Hay mucha necedad en la industria de la televisión mexicana, ejecutivos acomplejados que quisieran estar en Netflix, que todo lo quieren cambiar.
Hoy, como nunca, no hay que cambiar nada, hay que sostener lo construido, hay que regresar al origen. Por eso celebro el inicio de la nueva temporada de Una familia de diez, el domingo pasado, en Las Estrellas.
¿Por qué?

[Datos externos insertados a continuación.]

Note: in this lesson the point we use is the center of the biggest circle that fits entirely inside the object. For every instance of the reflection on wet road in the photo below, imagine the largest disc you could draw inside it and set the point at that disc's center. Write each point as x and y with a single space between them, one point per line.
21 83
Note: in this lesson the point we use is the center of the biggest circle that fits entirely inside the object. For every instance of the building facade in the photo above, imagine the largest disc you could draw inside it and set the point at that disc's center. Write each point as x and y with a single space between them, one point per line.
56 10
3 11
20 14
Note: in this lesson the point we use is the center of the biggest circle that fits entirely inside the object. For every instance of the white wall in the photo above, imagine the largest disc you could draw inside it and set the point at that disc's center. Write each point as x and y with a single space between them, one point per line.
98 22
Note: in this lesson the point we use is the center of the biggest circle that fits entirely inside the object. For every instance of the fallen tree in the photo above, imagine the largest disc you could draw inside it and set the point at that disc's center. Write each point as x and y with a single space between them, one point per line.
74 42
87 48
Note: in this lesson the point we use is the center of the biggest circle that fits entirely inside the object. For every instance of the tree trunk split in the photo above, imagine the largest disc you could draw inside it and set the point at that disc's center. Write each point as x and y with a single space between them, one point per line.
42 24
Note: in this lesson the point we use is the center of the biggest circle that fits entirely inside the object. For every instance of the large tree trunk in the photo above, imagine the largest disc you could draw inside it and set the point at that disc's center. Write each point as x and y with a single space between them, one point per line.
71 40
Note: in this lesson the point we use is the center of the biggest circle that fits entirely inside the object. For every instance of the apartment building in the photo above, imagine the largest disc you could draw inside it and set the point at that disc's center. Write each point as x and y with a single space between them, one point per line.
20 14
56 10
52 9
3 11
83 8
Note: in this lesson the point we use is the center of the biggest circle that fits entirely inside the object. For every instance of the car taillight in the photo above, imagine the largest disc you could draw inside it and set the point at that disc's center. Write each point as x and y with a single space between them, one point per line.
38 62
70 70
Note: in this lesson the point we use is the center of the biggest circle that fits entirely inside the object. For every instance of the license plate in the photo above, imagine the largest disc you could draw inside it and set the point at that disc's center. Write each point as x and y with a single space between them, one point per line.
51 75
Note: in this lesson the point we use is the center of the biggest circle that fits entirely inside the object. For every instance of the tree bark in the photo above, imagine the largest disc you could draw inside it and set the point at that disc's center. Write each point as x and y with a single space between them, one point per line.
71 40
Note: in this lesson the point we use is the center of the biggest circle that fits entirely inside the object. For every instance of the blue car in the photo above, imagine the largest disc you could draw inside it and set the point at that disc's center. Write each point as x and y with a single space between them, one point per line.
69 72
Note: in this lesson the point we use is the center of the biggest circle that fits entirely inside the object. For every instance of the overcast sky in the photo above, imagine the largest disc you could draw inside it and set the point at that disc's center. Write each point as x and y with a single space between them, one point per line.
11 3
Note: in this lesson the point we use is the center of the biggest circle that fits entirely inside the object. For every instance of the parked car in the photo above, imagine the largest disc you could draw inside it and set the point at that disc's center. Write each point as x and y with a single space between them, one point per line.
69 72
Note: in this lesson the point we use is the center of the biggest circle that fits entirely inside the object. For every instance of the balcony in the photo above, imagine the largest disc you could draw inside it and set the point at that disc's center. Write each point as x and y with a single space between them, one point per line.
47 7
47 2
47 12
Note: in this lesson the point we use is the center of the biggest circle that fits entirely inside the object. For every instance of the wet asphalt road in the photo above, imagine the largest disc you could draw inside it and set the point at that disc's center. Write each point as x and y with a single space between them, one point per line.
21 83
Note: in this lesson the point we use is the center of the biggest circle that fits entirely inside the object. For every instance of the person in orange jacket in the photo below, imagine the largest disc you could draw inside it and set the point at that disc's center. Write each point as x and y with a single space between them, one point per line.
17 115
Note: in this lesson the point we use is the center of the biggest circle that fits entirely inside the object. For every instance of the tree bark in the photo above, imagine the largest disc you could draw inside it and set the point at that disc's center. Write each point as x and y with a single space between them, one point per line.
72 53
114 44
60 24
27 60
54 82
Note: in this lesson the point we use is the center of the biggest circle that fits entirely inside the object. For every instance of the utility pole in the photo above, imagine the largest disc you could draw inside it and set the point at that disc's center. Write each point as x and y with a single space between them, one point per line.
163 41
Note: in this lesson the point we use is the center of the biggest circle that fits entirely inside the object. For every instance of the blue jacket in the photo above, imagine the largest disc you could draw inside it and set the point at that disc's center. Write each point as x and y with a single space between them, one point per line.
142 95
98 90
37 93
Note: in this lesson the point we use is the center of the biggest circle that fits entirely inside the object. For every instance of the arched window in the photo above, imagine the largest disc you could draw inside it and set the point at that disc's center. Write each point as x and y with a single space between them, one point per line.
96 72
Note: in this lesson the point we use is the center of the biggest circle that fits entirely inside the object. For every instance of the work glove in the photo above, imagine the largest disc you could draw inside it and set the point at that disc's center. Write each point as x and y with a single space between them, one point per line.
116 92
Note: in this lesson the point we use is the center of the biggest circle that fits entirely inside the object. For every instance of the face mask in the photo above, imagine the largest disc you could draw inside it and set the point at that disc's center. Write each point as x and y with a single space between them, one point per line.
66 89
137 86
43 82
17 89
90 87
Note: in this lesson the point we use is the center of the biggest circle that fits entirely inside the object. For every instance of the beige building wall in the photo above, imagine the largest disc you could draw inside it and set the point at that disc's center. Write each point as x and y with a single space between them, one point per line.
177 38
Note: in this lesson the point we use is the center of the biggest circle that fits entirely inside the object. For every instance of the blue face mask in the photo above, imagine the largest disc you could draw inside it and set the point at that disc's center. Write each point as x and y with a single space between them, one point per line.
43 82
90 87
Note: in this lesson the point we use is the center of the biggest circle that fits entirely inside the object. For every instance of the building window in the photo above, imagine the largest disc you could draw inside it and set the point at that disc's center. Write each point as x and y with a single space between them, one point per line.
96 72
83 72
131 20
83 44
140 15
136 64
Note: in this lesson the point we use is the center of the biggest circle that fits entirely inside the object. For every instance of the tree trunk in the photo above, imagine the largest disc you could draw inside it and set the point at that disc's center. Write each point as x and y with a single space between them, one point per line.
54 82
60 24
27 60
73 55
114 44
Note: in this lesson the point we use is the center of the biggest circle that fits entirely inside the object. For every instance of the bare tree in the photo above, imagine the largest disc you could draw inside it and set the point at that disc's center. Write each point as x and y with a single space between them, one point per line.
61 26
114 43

Porque no hubo cambios, porque sus responsables, en lugar de moverle, entendieron el momento histórico por el que estamos pasando y sostuvieron aquello exactamente como se quedó.
Ver aquello no sólo fue divertidísimo, fue un momento de certeza, se seguridad, de poder.
Fue maravilloso volver a ver a nuestros personajes favoritos, interpretados por actrices y actores que amamos profundamente, viviendo esas aventuras que ya sabemos por dónde van, qué nos van a dar y cómo van a terminar.
En verdad fue un inicio de temporada magnífico porque cerró aquella locura que quedó abierta la temporada pasada con Macuspana de Aviación y porque remató con la inclusión de Alejandro Suárez.
¿Por qué si le digo que no hubo cambios señalo lo del maestro Suárez?
Porque don Alejandro no llegó en calidad de “gócenme”, entró de una manera orgánica, preciosa, exactamente con Edgar Vivar entró a Vecinos hace algunos meses.
El mensaje es muy claro: Televisa no se traiciona, sigue creando contenidos para las nuevas generaciones, pero apelando al prestigio ganado desde hace años, a las estrellas que creó, al imaginario colectivo que todos manejamos.
Felicidades a todas y cada una de las personas involucradas en este lanzamiento. ¡Felicidades por entender!
Masculino y femenino
¿Sabía usted que hace muchos años, antes de que se hablara de todas estas cuestiones de género y de nuevas masculinidades, la gran Yazmín Alessandrini ya había creado un programa especializado en estos asuntos?
Se llama Exclusivo para hombres, pero que también le interesa a las mujeres y es una verdadera maravilla.
Cada vez que lo miro, revivo la época de oro de la radio y de la televisión cuando personalidades como María Victoria Llamas, Verónica Ortiz y Patty Kelly rompían esquemas poniendo sobre la mesa los grandes temas tabú de la sociedad mexicana.
Exclusivo para hombres se transmite los sábados a la medianoche por Telefórmula con la atinadísima co-conducción de César Pineda Dosal y la colaboración de extraordinarios especialistas de diferentes vertientes y generaciones.
Como bien dice el nombre de esta emisión, el juego es hacer un programa “masculino”, pero en realidad también es para mujeres, para todos.
Amo esta revista porque dice cosas que no se dicen en ningún otro lado, porque Yazmín es sinónimo de credibilidad, de inteligencia, y porque ahora, por el tema de la pandemia, se hace por “zoom” pero con una producción de Miguel Ángel Bitar particularmente afortunada.
¿Cuál es la nota? Que el sábado pasado Exclusivo para hombres cumplió diez años al aire, diez años de una historia exitosísima, diez años de orgullo y calidad.
Me uno a Telefórmula en las celebraciones de este aniversario tan importante porque éste es el tipo de programas que hay que sostener, que hay que defender, que hay que promover.
¡Así se hace! Que vengan muchos años más. ¡Felicidades!